Il duello era il suo modo preferito di esprimersi. Augusto Franzoj cominciò quando era ancora studente, i suoi compagni di classe gli avevano fatto un torto, secondo lui, e lì sfidò a duello, tutti insieme contro di lui. Nella colonia italianadell’Eritrea, sfidò il comandante del presidio militare, il colonnello Tancredi Saletta, ingiungendogli di scegliere l’arma per l’occasione. Il comandante rispose che sceglieva l’Arma dei Carabinieri; detto fatto, due robusti militi accompagnarono il mancato duellante sul primo bastimento in partenza per l’Italia.

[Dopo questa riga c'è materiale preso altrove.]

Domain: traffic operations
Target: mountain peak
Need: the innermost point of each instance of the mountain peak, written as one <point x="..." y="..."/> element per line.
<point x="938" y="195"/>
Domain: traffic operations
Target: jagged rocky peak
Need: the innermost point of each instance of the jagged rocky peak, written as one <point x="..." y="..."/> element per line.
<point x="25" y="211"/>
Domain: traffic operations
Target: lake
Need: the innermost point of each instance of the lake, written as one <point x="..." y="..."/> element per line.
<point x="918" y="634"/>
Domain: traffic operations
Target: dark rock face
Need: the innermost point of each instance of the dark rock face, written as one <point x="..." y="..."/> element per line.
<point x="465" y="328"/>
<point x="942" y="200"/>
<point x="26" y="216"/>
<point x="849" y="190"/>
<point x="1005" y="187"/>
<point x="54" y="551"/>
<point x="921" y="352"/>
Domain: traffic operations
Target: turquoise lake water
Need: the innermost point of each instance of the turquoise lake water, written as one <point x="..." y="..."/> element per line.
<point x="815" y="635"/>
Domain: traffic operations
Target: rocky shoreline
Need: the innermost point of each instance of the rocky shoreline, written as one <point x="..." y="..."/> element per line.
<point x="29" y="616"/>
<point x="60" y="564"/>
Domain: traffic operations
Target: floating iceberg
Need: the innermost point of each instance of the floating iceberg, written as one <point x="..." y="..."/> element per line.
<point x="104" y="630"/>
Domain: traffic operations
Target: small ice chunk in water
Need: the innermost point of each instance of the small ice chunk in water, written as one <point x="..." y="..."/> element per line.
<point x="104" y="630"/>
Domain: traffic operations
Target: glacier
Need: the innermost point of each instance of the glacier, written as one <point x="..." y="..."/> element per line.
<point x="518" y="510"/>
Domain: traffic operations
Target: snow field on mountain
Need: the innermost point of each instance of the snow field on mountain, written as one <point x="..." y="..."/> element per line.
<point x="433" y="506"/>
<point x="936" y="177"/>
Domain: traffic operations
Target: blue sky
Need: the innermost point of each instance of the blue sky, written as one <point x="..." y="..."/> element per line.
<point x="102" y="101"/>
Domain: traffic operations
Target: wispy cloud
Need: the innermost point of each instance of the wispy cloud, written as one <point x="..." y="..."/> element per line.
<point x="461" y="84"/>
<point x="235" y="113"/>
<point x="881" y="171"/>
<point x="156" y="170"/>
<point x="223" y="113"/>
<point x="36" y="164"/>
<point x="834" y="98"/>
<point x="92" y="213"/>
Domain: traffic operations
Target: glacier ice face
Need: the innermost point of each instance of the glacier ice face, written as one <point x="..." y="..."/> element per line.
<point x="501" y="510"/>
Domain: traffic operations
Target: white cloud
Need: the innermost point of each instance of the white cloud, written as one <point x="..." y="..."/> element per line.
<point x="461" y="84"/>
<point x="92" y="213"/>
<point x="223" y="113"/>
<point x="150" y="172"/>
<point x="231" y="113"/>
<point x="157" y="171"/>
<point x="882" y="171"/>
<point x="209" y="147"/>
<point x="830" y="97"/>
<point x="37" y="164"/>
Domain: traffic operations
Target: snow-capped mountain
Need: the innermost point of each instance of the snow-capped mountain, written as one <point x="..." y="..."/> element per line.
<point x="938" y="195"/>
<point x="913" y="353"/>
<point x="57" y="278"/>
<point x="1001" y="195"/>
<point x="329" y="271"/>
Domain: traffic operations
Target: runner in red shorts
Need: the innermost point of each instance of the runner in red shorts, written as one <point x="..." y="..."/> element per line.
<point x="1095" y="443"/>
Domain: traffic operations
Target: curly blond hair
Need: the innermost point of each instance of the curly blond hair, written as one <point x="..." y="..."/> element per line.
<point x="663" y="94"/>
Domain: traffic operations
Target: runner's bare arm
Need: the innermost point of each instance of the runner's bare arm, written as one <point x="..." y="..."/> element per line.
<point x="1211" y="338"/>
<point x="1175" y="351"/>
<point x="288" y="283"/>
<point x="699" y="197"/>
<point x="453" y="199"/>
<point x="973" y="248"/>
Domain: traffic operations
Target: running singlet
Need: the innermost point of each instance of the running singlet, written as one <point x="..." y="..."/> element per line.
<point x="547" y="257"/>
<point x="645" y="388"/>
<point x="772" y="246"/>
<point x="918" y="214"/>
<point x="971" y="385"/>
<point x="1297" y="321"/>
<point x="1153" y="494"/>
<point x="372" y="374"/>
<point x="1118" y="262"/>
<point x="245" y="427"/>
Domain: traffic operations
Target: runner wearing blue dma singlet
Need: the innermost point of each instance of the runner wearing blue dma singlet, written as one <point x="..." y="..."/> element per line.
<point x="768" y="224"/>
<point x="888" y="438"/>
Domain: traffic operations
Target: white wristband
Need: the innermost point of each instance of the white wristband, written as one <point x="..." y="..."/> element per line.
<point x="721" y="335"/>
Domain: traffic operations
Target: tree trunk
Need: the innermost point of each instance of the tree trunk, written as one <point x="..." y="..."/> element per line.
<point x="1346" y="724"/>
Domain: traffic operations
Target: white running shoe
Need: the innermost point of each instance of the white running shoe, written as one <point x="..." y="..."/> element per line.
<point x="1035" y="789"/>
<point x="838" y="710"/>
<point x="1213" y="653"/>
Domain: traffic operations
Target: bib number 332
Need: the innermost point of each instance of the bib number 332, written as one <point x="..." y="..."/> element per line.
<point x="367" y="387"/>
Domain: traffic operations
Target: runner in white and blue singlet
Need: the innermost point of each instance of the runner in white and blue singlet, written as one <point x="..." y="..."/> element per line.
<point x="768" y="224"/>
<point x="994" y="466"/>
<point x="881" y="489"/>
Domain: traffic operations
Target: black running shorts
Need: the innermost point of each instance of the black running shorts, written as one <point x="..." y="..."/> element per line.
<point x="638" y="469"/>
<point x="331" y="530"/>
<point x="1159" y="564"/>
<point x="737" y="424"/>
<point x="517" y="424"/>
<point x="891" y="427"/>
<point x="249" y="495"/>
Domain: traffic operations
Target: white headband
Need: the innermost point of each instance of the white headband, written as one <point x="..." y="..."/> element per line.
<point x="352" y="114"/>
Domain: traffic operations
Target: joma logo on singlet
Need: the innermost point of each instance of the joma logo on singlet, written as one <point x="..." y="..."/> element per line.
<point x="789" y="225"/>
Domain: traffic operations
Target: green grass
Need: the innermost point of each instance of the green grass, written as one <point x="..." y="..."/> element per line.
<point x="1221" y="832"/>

E dire che Augusto era di buona famiglia, era nato nel 1848 in Piemonte, suo padre era notaio, la famiglia tranquilla e benestante; il ragazzo, crescendo, si rivelò sempre più indocile, non si sapeva dove metterlo. A diciotto anni parte volontario alla III Guerra di Indipendenza, torna avvelenato dalla sconfitta italiana, pieno di rabbia contro generali
e governanti, si fa mazziniano fervente. Dopo un po’ lo misero in carcere, evase ma si rupe una caviglia e ce lo rimisero. Le onde si placarono, poté tornare a casa, ma si era messo in testa di andare in Etiopia, a recuperare le ossa dell’ ingegnere Giovanni Chiarini, un esploratore nato a Chieti morto avvelenato dalle pozioni della perfida
regina di Ghera, una specie di strega che governava un pezzetto di Abissinia.
Dal porto di Massaua si inoltrò verso l’interno; aveva soltanto un somaro e una sacca con le sue povere cose, e ad un cero momento, i predoni gli portarono via tutto, lasciandolo completamente senza risorse. Allora, invece di tornare indietro, si improvvisò medico e cavadenti, rifilando agli indigeni improvvisate e innocue pozioni
e improbabili medicamenti. Gli abitanti della regione, vedendo che era ancora più povero di loro, lo rifocillavano e gli consentirono di proseguire il viaggio.
Si presentò al Negus Giovanni, che gli negò il permesso di continuare; Augusto lo affrontò così
duramente da lasciare sbalordito il feroce monarca, che lo sospettò essere un uomo molto potente, e lo lascò andare. Alla fine arrivò e trovò i resti di Chiarini.
Era capitato, qualche anno prima, che due italiani, Giovanni Chiarini e Antonio Cecchi, si erano addentrati in quella regione e la regina, già avanti con gli anni, si era invaghita di Cecchi, e, per scoraggiare la sua uscita dal regno, aveva somministrato al suo compagno, Chiarini, un micidiale beverone che lo uccise dopo diversi giorni di
sofferenze. D’altronde Ghennè Fa, il suo nome significava “ Io regno da sola “, era nota in tutta la regione come la Regina Avvelenatrice. Quando uno dei suoi innumerevoli amanti la stancava oppure quando si convinceva che una persona costituisse un pericolo, gli propinava intrugli che non perdonavano.
Augusto recuperò i resti di Chiarini, affrontò la collera dell’Avvelenatrice, la domò minacciandola di improbabili interventi di poderosi eserciti europei per punirla, lei si spaventò e lo lasciò partire. Era solo, senza risorse, portava il fardello di Chiarini, per sopravvivere si aggregò a una carovana di schiavisti arabi, dove ne vide di tutti i colori,
lasciando scritti impressionanti sulle tribolazioni degli schiavi. Riuscì a rientrare in Italia, avendo dimostrato che un uomo disarmato e senza risorse poteva attraversare una parte dell’Africa contando solo sulla benevolenza degli abitanti e sulla fortuna, naturalmente. Un episodio di rilievo, in un’epoca nella quale gli europei in Africa ci
andavano quasi sempre accompagnati da battaglioni di guardie, mercenari e tagliagole.
Un giorno, nel 1911, i vicini di casa, a San Mauro Torinese, sentirono due colpi di pistola simultanei, e il figlio di Augusto, Vincenzo, corse dal padre che si era suicidato.
Anni prima, aveva già tentato di uccidersi, ma con una pistola sola, questa volta voleva essere sicuro…
Nella stanza dove aveva concluso i suoi giorni si inventariarono armi tribali etiopiche, indumenti coloniali, un ritratto di Chiarini, e uno di Giuseppe Mazzini.